Compliance with the 2020 Virginia Clean Economy Act will result in a 49% increase in monthly costs by 2035 for residential customers of the Appalachian Power Company, according to a State Corporation Commission staff analysis. That’s a $57 increase on what was a typical 2020 residential bill of $117.
Rates on the largest industrial users are likely to climb 76% in the same period, and additional new costs to recover are probable in later years as the company works toward its 2050 mandatory goal of carbon-free electricity generation.
Appalachian serves about 500,000 customer accounts in western Virginia, with most of the generation it uses to serve them located outside Virginia. It is not proposing the same level of investment in new renewable generation as the larger Dominion Energy Virginia serving the bulk of Virginia, now focused on its $10 billion offshore wind proposal. Yet the long term rate impact of VCEA for Appalachian customers is still substantial.
No additional consumer costs were sought for recovery by Appalachian during the first VECA compliance review last year. If approved, VCEA-related charges will appear on customer bills in new rate adjustment clauses in August of this year. Appalachian projected this year’s bill increase would be about $2.37 per month for a residential customer using 1,000 kilowatt hours.
The power company serves one million customers overall when its West Virginia and Tennessee territory is included. It has closed its last fossil fuel power plant in Virginia, already fulfilling one of the goals of the 2020 legislation. But it maintains coal and gas generation in other parts of its system and expects to keep those plants running until it approaches that 2050 deadline.
This segment of the compliance plan requests approval of four company-owned renewable energy projects (mainly solar) producing up to 409 megawatts and six smaller power purchase agreements (PPAs) with another 144 megawatts. The company will also be using renewable energy certificates (RECs) on its existing facilities as a means of compliance.

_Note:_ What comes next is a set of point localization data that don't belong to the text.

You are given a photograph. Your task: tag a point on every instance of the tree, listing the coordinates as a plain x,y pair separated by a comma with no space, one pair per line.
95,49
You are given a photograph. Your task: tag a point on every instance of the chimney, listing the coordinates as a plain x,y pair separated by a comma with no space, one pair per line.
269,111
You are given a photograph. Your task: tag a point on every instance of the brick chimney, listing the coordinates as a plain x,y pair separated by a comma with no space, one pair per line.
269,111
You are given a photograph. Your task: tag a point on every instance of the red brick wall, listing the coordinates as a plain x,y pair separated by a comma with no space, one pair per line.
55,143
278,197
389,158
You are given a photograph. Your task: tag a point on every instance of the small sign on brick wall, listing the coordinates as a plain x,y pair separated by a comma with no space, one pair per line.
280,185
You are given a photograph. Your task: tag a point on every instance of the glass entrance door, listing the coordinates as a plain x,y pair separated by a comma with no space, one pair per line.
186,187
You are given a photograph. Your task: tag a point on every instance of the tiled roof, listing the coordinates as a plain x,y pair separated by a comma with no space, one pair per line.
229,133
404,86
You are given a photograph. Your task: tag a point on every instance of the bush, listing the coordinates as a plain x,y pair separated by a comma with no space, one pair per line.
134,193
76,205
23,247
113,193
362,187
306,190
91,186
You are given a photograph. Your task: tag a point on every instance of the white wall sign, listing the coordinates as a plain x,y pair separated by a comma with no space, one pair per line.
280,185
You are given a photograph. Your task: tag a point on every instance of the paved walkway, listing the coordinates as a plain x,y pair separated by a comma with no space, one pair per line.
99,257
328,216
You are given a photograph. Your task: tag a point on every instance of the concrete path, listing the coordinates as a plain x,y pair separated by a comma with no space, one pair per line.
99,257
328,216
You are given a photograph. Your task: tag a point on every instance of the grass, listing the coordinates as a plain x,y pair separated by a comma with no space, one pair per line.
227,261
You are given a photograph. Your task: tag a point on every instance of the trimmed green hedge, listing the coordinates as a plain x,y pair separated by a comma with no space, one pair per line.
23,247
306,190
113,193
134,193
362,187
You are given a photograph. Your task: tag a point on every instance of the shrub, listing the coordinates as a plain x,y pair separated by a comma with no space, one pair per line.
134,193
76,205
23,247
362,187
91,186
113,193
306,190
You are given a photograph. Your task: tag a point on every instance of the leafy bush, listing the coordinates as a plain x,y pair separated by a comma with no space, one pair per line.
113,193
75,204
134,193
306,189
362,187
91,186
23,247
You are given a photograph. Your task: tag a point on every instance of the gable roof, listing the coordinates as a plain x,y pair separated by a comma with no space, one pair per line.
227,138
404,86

Eventually, according to its own news release, “by 2050, the company expects to add 3,400 MW of solar, 2,200 MW of onshore wind, and 400 MW of energy storage to its current portfolio of wind and hydro resources.” The inclusion of onshore wind sets its plan apart from Dominion’s, although the wind projects involved may not be in Virginia (and there is some question whether they are inside the PJM Interconnect region, which is a VCEA requirement.)
As happened in the similar review conducted on Dominion’s most recent VCEA planning proposal, Attorney General Jason Miyares is encouraging the SCC to reject two of the company’s proposed projects as too expensive. The same expert witness, Scott Norwood from Austin, Texas, filed the testimony in this case.
Also in parallel with the Dominion proceedings, the actual project costs reported as levelized cost of energy (LCOE) are withheld as proprietary information. In this case, however, Miyares’ staff has made a motion to open up various exhibits that Appalachian has sealed. The LCOE summary and other project financials are among those exhibits.
Without specifics, Norwood does note the company-owned projects are more expensive than the proposed power purchase agreements from third-party generators, and complains the company is underutilizing the option of purchased RECs.
Norwood states that over the early phase of compliance, Appalachian’s plans result in excess capacity:
…the Company currently has enough existing generation to meet its required generation (i.e., PJM capacity requirements) through year 2040. This means that the Company does not have a need to purchase the additional capacity that would be supplied from the new renewable resources proposed in this case. In fact, the Company’s RPS Plan envisions a scenario where APCo exceeds its capacity reserve requirements by almost 5,000 MWs by year 2039.
With about half of its customers outside Virginia, mainly in West Virginia, a big complication for Appalachian is seeking approval from the utility regulators in those other states for these investments and seeking permission to bill all of its customers for them, not just Virginians. Dominion also has out of state customers, in North Carolina, but it is a smaller percentage.
Both Norwood and the staff analysis on the bill impact warn this could get sticky. Norwood writes:
….the VCEA permits (Appalachian) to charge Virginia customers the West Virginia jurisdictional share of costs, but must pass 100 percent of the benefits associated with such a facility to Virginia customers. Cost responsibility effectively doubles for Virginia customers if they are asked to pay the typical West Virginia share of a new generation facility. Before the Commission approves cost recovery of a VCEA resource, the Commission should ensure that the Company has a concrete plan that will permit it to pass 100 percent of benefits to the Virginia jurisdiction, if necessary.
That adds uncertainty to the bill analysis above, which is based on the company’s preferred approach to compliance and cost allocation between classes, which many are also objecting to. The Commission will have the final say.